LAS VEGAS — From cleverly designed toys and wellness devices to alternative energy ideas and device virtualization software for the Internet of Things, International CES has got it. CES, which started out strictly as a tradeshow for dealers of audio/video and home entertainment systems, has become the annual make-or-break showcase for startups, software designers, and propeller-heads to test innovative product concepts, breakthrough technologies, and clever application ideas among fellow engineers, marketers, consumer electronics OEMs, and investors who gather here at the convention center.
The opening gadget salvo is called "CES Unveiled," a sort of indoor Maxwell Street for new technology and product ideas, all complicated by the presence of food tables and unlimited free alcohol. We don't know how many Unveiled newborns will be commercialized by the end of the year, let alone how big a commercial success any one might become.
Following is a sampling of the products (and sometimes prototypes) that caught our eye this year. (My colleague Jessica Lipsky here at CES also contributed to this story.)
Parrot offers toys as well designed as cars
Paris-based Parrot, always a crowd pleaser on the CES show floor, returned to show off the company's two new gadgets: its new-generation personal drone, called "Micro Drone," equipped with indoor wheels to roll on the floor or the ceiling; and a smartphone-controlled robotics device, "Jumping Sumo," that jumps 2.5 feet in the air but always lands on its wheels.

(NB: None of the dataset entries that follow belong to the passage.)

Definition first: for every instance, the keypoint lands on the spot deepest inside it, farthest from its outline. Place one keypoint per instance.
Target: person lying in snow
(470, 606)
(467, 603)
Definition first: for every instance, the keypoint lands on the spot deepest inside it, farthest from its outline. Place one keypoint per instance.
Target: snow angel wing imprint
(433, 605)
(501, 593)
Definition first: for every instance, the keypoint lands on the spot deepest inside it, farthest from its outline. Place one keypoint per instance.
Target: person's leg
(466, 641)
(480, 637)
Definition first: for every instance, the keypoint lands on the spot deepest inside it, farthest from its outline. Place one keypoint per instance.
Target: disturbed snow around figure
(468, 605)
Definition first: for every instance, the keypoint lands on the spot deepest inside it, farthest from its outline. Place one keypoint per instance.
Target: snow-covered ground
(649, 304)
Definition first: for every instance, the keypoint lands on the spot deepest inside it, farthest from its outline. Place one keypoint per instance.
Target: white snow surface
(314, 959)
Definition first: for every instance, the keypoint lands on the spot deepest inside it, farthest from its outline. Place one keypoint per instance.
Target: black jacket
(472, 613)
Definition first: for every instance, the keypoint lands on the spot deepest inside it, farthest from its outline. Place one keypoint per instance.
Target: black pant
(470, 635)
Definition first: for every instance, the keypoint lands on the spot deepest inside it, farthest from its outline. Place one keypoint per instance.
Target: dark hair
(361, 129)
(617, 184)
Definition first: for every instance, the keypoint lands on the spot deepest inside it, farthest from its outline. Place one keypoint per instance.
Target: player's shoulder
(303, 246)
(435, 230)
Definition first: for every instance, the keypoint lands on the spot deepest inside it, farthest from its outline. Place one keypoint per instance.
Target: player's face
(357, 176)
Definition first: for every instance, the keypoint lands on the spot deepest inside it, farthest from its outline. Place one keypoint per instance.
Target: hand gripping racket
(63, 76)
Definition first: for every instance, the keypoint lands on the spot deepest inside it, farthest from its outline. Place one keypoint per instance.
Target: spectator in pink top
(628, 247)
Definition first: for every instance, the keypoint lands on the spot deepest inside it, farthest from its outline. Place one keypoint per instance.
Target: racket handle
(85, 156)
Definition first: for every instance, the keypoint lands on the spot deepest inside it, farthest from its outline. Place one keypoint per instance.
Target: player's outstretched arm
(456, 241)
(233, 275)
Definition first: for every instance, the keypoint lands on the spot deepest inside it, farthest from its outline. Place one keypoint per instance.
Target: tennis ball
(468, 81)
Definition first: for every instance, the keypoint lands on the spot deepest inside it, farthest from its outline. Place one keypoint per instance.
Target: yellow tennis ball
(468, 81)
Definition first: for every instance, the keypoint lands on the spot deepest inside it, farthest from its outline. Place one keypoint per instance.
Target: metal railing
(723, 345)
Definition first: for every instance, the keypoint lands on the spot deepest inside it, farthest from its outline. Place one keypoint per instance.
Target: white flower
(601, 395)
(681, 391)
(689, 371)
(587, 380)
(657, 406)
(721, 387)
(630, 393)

Demonstrating his new toys, Henri Seydoux (second from the right in the photo above), the founder and CEO of Parrot, told EE Times: "These are not quick gadgets. They are toys that are as serious and as well designed as cars."
Indeed, they are robust. Parrot's new Micro Drone comes with an unprecedented automatic stabilization system. Jumping Sumo, with embedded camera, can even make 90 degree turns at high speed, while its foldable wheels control speed and enable tricky moves.
Parrot's Jumping Sumo.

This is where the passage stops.